3. The 20% Premium and Social Protection
Historically, JOs had no social security coverage. Recent guidelines have standardized a "Premium" to offset the cost of voluntary contributions.
- The 20% Premium: Under JC No. 1, s. 2025, agencies are authorized to pay a premium not exceeding 20% of the daily wage/salary.
- Purpose of the Premium: This amount is specifically intended to cover the worker’s contributions to:
- SSS (Social Security System)
- PhilHealth (Philippine Health Insurance Corporation)
- Pag-IBIG (Home Development Mutual Fund)
- Legal Basis for Deduction: While the agency provides the premium, the worker is responsible for remitting these as a voluntary or self-employed member.

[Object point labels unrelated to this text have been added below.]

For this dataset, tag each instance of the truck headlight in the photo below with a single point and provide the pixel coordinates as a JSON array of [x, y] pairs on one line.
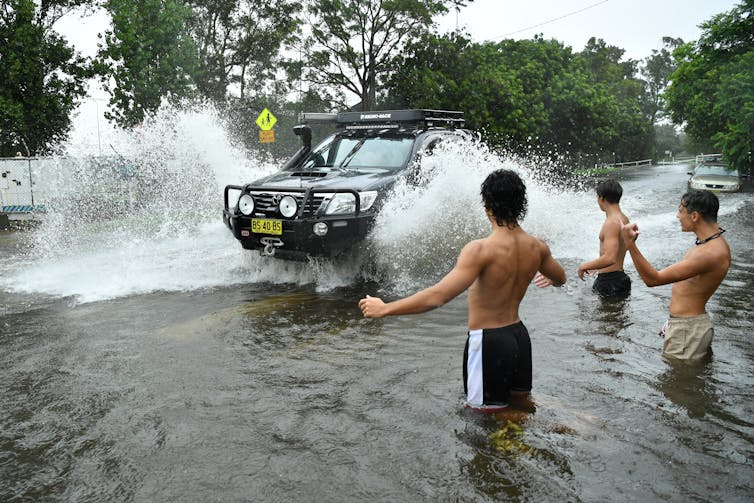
[[288, 206], [345, 202], [246, 204]]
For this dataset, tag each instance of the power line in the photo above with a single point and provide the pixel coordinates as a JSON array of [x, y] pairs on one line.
[[550, 21]]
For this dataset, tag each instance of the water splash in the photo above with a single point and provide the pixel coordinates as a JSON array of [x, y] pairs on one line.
[[147, 217]]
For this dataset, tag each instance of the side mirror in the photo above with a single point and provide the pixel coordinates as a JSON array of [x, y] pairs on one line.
[[305, 132]]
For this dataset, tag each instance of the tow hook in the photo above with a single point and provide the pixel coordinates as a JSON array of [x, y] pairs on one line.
[[270, 245]]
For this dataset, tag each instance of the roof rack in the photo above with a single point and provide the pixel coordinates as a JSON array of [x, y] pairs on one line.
[[387, 119], [309, 117], [395, 118]]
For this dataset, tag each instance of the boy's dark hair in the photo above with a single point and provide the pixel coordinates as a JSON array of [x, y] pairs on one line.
[[610, 190], [703, 202], [504, 195]]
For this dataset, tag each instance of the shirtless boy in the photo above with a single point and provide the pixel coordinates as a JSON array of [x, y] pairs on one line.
[[497, 271], [611, 280], [688, 332]]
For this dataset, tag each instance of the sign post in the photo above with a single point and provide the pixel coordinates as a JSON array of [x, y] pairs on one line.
[[266, 121]]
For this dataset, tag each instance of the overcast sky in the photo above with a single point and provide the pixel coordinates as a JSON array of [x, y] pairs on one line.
[[634, 25]]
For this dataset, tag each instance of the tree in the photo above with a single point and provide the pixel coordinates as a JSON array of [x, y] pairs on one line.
[[656, 71], [239, 42], [354, 40], [712, 90], [634, 131], [522, 95], [42, 77], [148, 56]]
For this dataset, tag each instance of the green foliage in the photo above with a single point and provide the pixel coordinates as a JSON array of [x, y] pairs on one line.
[[529, 93], [239, 43], [353, 40], [148, 56], [656, 71], [712, 90], [42, 79]]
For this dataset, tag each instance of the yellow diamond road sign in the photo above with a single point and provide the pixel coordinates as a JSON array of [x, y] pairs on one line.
[[266, 120]]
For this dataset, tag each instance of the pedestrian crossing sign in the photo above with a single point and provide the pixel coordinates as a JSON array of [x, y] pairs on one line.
[[266, 120]]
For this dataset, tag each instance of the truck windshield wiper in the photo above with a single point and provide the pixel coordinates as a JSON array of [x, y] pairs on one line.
[[352, 154]]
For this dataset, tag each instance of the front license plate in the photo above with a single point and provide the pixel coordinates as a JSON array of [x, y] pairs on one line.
[[264, 226]]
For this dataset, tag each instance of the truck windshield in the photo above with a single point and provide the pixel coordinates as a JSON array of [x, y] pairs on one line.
[[343, 152]]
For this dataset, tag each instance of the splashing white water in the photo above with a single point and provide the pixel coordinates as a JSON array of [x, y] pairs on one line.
[[148, 218]]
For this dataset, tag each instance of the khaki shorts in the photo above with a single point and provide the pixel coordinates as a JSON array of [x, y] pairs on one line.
[[687, 338]]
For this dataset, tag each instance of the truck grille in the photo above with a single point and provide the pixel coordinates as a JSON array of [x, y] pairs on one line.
[[267, 202]]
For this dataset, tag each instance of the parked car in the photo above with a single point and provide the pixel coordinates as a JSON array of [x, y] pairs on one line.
[[715, 177], [325, 199]]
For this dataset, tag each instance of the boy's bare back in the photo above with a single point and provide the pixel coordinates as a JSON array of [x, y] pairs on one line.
[[508, 260]]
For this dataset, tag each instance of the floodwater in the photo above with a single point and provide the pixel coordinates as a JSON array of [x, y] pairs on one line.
[[149, 358]]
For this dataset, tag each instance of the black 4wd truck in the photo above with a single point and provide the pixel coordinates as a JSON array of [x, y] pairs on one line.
[[325, 199]]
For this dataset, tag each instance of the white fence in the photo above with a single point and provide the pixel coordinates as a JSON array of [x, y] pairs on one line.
[[20, 191]]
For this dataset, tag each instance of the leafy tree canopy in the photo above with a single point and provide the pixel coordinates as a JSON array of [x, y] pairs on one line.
[[41, 80], [712, 90], [239, 43], [353, 40], [148, 56], [527, 93]]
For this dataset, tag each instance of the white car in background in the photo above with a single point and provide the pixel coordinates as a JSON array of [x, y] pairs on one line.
[[715, 178]]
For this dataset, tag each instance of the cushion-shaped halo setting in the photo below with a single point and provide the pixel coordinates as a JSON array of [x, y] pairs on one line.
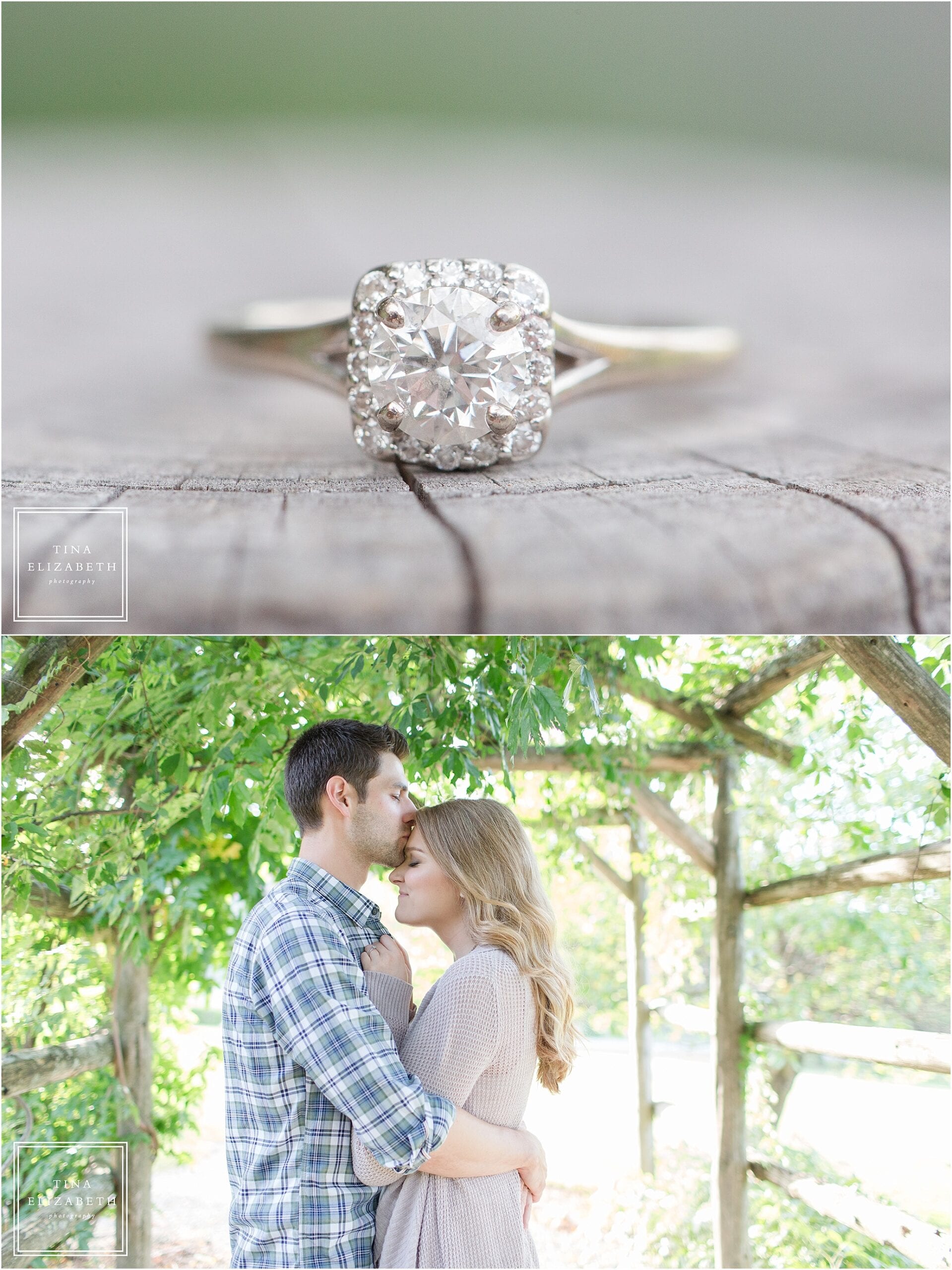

If an agency has a memorandum of agreement (MOA) with these institutions, they may deduct the contributions directly from the JO's pay for remittance, provided there is written consent from the worker.
4. Administrative Fines and Contractual Penalties
Because the relationship is contractual, any "reduction" as a penalty must be explicitly stated in the Contract of Service.
- Liquidated Damages: If a JO worker fails to deliver a specific output (e.g., a report or a technical task) within the period specified in the contract, the agency may reduce the final payment as a penalty for delay or non-performance.
- Due Process: Even in a contractual setting, the Commission on Audit (COA) requires that any deduction for damages be supported by documentation and follow the terms of the signed agreement.
Summary of Compensation and Reductions
| Category | Type of Reduction | Legal Basis |
|---|---|---|
| Absences | Full Daily Rate Deduction | "No Work, No Pay" (JC No. 1, s. 2025) |
| Tardiness | Pro-rated Hourly Deduction | Hourly Rate Calculation (JC No. 1, s. 2025) |
| Income Tax | 5% or 10% Withholding | NIRC / RR No. 29-2025 |
| Social Security | SSS/PhilHealth/Pag-IBIG | Voluntary Membership (RA 11199, RA 11223) |
| Performance | Contractual Penalties | Civil Code (Law on Contracts) |
Protection Against Illegal Deductions
While agencies have the right to reduce pay based on the points above, certain practices are strictly prohibited:
- Kickbacks: Any deduction or "cut" taken by a supervisor or agency official is a violation of the Anti-Graft and Corrupt Practices Act (RA 3019).
- Unilateral Changes: Agencies cannot reduce the agreed-upon daily rate during the middle of a contract period without a formal amendment to the contract signed by both parties.
- Mandatory GSIS: Agencies are prohibited from deducting GSIS premiums from JO workers, as they are legally ineligible for GSIS membership due to the lack of an EER.
As of 2026, the government's "Optimization Plan" aims to slowly transition JO workers into "Contractual" or "Casual" positions which carry full benefits. Until such transition, the individual's contract remains the primary "law" between the worker and the government.